For flooring, wrap the wet, used green tea leaves with a cotton cloth or a towel, squeeze it and simply wipe the floor. It provides a natural polished-look.
Natural Manure for House Plants:
Place used green tea leaves around the root of your plants and simply cover them with potting soil. Many tea experts sugget that covering the leaves with soil prevents the growth of mold. Depending on the characteristics of your plants, the benefits of green tea may appear in a few months.

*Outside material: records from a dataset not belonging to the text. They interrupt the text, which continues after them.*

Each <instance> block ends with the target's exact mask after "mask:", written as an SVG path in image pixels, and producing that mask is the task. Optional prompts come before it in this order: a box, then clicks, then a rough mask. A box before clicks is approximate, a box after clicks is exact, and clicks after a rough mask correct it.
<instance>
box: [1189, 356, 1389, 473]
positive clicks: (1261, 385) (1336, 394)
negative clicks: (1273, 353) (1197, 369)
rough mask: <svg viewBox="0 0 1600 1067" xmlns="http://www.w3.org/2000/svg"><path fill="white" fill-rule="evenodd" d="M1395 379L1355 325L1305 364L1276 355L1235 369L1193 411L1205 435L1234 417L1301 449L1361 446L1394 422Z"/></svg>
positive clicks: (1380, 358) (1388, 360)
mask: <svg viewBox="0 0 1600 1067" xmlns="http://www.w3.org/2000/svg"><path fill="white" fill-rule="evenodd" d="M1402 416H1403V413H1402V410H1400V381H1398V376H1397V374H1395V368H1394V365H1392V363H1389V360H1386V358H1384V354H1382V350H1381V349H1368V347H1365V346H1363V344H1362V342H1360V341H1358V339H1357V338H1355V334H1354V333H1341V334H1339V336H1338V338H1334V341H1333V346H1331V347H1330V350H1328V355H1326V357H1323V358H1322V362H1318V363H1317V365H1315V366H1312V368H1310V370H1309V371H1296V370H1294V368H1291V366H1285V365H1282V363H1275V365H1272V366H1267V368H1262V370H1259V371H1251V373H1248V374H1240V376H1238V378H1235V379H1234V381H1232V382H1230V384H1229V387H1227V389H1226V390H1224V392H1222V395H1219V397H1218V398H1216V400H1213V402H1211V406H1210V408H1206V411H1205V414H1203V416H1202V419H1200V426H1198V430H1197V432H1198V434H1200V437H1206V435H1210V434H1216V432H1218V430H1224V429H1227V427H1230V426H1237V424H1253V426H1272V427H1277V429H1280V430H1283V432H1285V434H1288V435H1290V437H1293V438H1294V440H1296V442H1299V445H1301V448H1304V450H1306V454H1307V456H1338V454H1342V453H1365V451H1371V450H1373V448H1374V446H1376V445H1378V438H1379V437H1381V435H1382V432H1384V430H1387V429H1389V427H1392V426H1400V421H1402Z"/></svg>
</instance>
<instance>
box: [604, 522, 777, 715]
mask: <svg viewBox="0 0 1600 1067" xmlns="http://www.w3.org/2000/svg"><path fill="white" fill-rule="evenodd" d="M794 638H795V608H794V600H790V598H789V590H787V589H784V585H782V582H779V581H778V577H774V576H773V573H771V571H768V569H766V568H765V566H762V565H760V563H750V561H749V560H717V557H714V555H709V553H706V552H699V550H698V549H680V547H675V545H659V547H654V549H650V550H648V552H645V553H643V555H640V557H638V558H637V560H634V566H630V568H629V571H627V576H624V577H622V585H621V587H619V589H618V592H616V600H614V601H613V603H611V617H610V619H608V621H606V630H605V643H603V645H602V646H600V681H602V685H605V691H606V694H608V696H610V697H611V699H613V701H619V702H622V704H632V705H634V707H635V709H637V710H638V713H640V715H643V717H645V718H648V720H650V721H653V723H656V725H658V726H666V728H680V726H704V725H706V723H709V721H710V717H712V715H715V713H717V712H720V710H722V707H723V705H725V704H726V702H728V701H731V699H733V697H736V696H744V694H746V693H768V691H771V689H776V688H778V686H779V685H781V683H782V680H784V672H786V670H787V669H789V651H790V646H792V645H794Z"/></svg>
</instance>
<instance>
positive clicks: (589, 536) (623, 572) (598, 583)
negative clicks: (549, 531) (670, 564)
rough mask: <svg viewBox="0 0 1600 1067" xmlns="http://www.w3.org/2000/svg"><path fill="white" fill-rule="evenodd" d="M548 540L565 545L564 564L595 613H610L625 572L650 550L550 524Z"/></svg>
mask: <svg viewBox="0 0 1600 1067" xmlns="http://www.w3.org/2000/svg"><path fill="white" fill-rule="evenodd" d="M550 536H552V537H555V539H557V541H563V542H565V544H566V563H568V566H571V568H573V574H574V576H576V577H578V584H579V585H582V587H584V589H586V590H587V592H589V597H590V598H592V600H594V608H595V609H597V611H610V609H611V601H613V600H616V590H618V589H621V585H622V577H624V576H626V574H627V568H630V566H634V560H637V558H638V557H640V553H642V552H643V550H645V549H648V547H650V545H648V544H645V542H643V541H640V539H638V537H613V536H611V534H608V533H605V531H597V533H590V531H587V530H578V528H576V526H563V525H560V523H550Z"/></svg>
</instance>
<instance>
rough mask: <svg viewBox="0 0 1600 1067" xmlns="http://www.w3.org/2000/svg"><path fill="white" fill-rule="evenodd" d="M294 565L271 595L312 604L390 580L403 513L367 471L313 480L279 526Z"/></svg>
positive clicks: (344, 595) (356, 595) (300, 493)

Green tea leaves can be used to protect your cast-iron pans and pots from rusting. Wrap the used green tea leaves with a clean dry cotton towel, then squeeze it, and wipe it thoroughly. Polyphenol (aka catechin) in the green tea leaves chemically reacts with an iron and forms a thin coat on the surface.
Green Tea Bath:
Green tea is also very good for our skin. Try putting dry tealeaves into a clean thin cotton bag or a sock, then tie it securely to put it inside a hot bath. Once tealeaves are fully opened, gently rub your body with it. Though studies are inconclusive, the green tea leaves are often claimed to be hypoallergenic and generally good for all skin types, for they produce fewer allergic reactions.
Deodrizing and Aroma:
For expired green tea, you can put the leaves in a ceramic pot or container for burning. The leaves will absorb odor and deodorize your room. At the same time, you can also enjoy its fragrance.
Cutting Board Cleaning:
Ever faced a problem trying to eliminate odor of your hands and cutting board after preparing meat or fish? Simply spread the wet tealeaves on the cutting board for several minutes. You can then generously rub the board using your hands. Rinse thoroughly afterwards.